Earlier this month AMD cited low market demand as the reason why Skybridge had been cancelled but now there are rumors that suggest it would never have been possible to launch a cost-effective version of Skybridge on time. GlobalFoundries decided to kill its 20nm process and that may have left AMD without a launch platform.
Roadmaps from GlobalFoundries show that after the foundry signed its deal with Samsung, it has indeed cancelled its 20nm LPM node, presumably to focus its resources on the development of 14nm to serve as Samsung's second source. Perhaps GlobalFoundries was willing to build out 20nm capacity for AMD, provided the chip designer fronted the cost of doing so, but AMD has made it very clear in its recent company presentations that it isn't interested in investing in custom process technology lines.

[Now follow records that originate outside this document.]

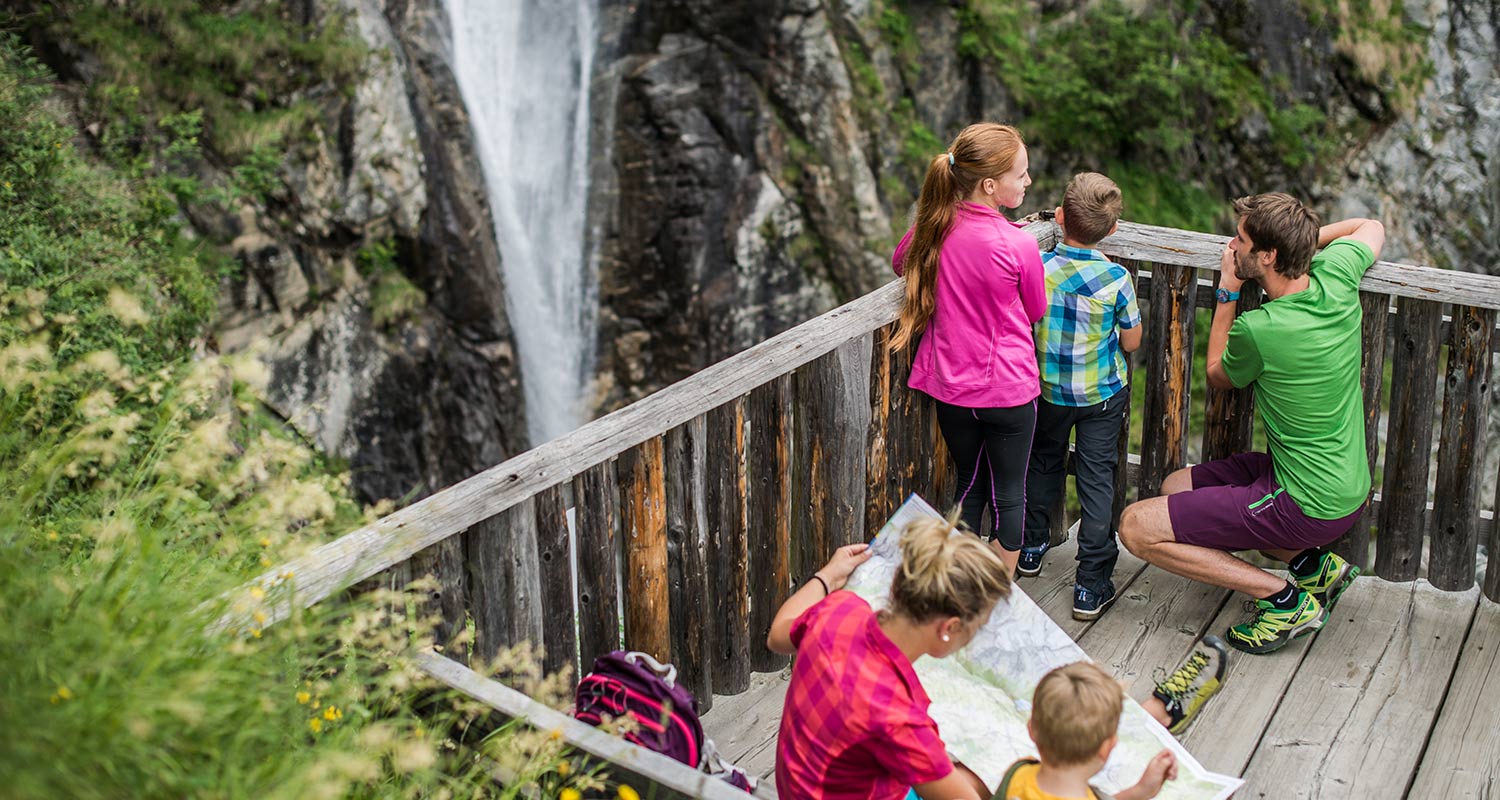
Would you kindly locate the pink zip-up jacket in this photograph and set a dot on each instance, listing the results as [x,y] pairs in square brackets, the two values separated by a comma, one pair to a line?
[978,350]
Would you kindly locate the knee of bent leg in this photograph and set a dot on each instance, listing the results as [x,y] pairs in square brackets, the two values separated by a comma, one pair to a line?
[1134,533]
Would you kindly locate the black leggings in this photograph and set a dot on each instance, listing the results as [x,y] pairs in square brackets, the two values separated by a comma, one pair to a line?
[990,449]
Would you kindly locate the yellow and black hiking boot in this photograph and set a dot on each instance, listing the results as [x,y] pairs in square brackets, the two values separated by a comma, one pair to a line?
[1329,580]
[1271,629]
[1191,685]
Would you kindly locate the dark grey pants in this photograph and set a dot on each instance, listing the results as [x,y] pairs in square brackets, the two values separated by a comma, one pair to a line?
[1097,431]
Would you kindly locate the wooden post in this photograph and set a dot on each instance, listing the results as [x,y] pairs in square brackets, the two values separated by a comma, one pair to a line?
[1131,372]
[728,560]
[1466,409]
[1169,374]
[1409,440]
[594,518]
[554,545]
[768,508]
[504,574]
[1355,545]
[642,487]
[444,563]
[1229,419]
[833,407]
[689,598]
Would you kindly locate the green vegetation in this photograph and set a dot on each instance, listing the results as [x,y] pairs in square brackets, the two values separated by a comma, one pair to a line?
[144,484]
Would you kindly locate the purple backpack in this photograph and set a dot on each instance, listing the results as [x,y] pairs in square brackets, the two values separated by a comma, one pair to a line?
[636,685]
[666,715]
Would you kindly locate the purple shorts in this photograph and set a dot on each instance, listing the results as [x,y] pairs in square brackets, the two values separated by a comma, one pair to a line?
[1238,505]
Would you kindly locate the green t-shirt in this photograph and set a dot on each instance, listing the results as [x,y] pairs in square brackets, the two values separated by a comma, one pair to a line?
[1304,354]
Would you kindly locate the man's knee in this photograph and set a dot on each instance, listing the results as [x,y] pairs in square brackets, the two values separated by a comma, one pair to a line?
[1179,481]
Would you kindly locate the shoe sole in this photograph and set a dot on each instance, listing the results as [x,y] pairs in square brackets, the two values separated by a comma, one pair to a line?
[1311,626]
[1091,616]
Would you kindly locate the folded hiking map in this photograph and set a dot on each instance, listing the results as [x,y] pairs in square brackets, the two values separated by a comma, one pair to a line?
[981,695]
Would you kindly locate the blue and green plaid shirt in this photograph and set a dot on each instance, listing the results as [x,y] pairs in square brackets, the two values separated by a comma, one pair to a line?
[1077,342]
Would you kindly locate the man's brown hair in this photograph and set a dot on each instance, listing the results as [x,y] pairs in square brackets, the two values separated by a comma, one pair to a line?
[1074,710]
[1281,222]
[1091,206]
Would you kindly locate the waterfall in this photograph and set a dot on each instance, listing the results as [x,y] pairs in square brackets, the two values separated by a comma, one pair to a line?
[524,69]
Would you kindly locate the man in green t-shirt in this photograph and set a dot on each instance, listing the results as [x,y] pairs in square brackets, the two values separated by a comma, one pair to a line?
[1302,351]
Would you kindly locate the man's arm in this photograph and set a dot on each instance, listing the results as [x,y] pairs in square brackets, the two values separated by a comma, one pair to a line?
[1370,231]
[1223,320]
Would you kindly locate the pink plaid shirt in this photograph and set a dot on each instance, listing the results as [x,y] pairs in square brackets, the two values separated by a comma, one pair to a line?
[855,721]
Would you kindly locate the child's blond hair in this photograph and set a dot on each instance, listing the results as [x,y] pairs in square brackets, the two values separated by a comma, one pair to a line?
[1091,206]
[1074,710]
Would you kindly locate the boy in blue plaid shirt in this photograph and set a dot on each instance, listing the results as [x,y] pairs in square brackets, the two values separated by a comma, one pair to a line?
[1091,321]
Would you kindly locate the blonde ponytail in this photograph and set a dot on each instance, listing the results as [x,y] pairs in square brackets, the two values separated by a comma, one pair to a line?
[945,575]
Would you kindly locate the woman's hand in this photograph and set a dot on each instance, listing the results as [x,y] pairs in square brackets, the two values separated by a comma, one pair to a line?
[843,563]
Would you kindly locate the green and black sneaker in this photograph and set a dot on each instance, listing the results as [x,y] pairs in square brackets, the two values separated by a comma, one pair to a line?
[1272,628]
[1329,580]
[1191,685]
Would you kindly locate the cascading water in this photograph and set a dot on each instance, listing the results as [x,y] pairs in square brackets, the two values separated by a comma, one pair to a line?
[524,68]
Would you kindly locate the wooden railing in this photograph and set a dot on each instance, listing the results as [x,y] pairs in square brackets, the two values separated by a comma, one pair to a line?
[695,511]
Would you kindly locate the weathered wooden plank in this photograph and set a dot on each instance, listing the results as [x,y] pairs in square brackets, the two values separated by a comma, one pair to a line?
[689,596]
[443,563]
[1466,409]
[650,773]
[1353,545]
[642,490]
[728,557]
[1229,419]
[1151,626]
[1463,754]
[1233,721]
[1202,251]
[558,602]
[743,724]
[768,511]
[1169,375]
[1355,716]
[504,572]
[1409,440]
[596,517]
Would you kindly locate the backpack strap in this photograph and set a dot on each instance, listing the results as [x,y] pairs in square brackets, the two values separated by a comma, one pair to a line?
[1010,773]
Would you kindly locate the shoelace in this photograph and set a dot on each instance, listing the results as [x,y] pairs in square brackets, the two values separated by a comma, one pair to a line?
[1179,682]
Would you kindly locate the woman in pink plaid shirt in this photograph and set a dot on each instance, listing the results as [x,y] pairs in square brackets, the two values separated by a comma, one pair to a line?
[855,721]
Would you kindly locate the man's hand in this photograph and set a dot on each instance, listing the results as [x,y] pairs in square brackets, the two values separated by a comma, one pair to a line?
[1163,767]
[1227,278]
[843,563]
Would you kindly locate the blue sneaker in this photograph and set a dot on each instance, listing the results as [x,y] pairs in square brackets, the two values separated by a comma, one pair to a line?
[1029,562]
[1088,605]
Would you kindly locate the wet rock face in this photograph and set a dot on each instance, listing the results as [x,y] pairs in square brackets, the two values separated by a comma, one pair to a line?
[416,398]
[1436,171]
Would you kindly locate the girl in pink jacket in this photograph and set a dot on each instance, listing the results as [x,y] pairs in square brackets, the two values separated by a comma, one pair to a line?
[974,287]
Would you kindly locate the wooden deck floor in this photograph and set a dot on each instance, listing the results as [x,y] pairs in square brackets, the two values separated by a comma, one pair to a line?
[1395,698]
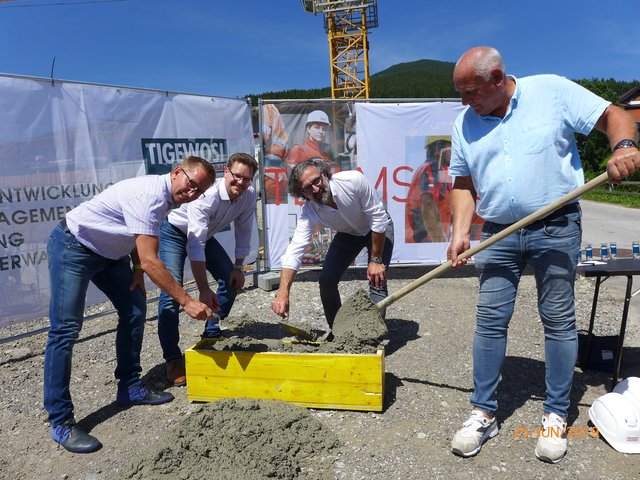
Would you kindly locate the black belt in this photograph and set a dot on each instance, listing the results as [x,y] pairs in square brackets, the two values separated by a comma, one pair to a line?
[561,212]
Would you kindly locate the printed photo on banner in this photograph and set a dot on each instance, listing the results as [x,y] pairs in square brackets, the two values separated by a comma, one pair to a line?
[292,132]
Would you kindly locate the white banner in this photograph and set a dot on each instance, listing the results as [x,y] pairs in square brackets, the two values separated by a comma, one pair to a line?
[402,148]
[61,144]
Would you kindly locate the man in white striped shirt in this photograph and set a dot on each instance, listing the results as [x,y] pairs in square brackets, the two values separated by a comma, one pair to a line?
[346,203]
[189,232]
[111,240]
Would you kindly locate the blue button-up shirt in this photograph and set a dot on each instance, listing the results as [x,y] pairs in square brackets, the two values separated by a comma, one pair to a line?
[529,158]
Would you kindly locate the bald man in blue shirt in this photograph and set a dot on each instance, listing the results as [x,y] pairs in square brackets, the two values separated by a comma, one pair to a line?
[514,152]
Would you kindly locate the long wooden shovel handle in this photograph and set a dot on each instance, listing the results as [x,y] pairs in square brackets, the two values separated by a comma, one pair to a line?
[529,219]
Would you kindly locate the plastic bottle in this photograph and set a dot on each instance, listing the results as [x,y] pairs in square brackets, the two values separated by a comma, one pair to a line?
[588,252]
[604,252]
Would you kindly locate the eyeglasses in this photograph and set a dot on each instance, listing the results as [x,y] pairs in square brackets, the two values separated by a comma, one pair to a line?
[193,186]
[240,178]
[315,183]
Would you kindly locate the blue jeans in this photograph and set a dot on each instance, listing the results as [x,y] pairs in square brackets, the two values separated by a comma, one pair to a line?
[550,247]
[173,253]
[71,267]
[342,252]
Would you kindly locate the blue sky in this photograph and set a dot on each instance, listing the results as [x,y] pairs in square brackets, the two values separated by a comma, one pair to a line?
[233,48]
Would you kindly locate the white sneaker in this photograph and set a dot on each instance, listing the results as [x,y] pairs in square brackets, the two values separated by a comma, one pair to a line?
[474,432]
[552,442]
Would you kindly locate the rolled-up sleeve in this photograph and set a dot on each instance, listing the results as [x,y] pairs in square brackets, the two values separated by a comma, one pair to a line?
[292,257]
[197,228]
[372,206]
[243,226]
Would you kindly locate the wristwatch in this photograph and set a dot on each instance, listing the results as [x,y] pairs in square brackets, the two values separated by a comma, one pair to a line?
[625,143]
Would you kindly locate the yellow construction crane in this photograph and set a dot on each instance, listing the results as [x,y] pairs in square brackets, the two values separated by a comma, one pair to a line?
[346,23]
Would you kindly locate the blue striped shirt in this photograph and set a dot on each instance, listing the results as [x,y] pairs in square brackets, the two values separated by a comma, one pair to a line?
[529,158]
[202,219]
[107,224]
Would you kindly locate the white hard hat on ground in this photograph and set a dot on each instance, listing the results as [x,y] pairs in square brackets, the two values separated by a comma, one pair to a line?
[617,416]
[318,116]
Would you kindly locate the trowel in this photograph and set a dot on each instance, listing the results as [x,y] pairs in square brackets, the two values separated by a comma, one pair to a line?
[297,332]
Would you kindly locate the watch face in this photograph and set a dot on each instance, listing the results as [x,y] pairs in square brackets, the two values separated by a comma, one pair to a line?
[626,143]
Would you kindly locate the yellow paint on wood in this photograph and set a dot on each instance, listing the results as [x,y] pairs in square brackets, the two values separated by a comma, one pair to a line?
[314,380]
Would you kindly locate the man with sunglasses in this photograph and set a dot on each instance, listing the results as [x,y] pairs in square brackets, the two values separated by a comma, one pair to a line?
[346,203]
[112,240]
[189,232]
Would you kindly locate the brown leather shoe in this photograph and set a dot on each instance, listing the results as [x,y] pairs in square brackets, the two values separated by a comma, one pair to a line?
[176,373]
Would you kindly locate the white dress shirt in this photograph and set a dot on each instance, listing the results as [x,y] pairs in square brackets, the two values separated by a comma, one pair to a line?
[359,212]
[203,218]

If AMD didn’t want to pay GlobalFoundries for an exclusive process node, it could theoretically have taken the chip design to TSMC. Sunnyvale did this once before, when GF couldn’t build its Krishna and Wichita APUs (these parts became Kabini and Temash). The decision to redesign the hardware, however, pushed introduction dates back a full year. Taking Skybridge to TSMC means ramping multiple designs on the short-lived 20nm node — designs that would be pushed back into competing with Zen and possibly K12 depending on bring-up timing.
GlobalFoundries node cancellation could also explain why AMD paid no apparent penalty for failing to buy as many wafers as originally forecast. Normally, failing to purchase its expected quota of silicon wafers from GlobalFoundries would incur a penalty, but AMD didn’t pay one in 2014.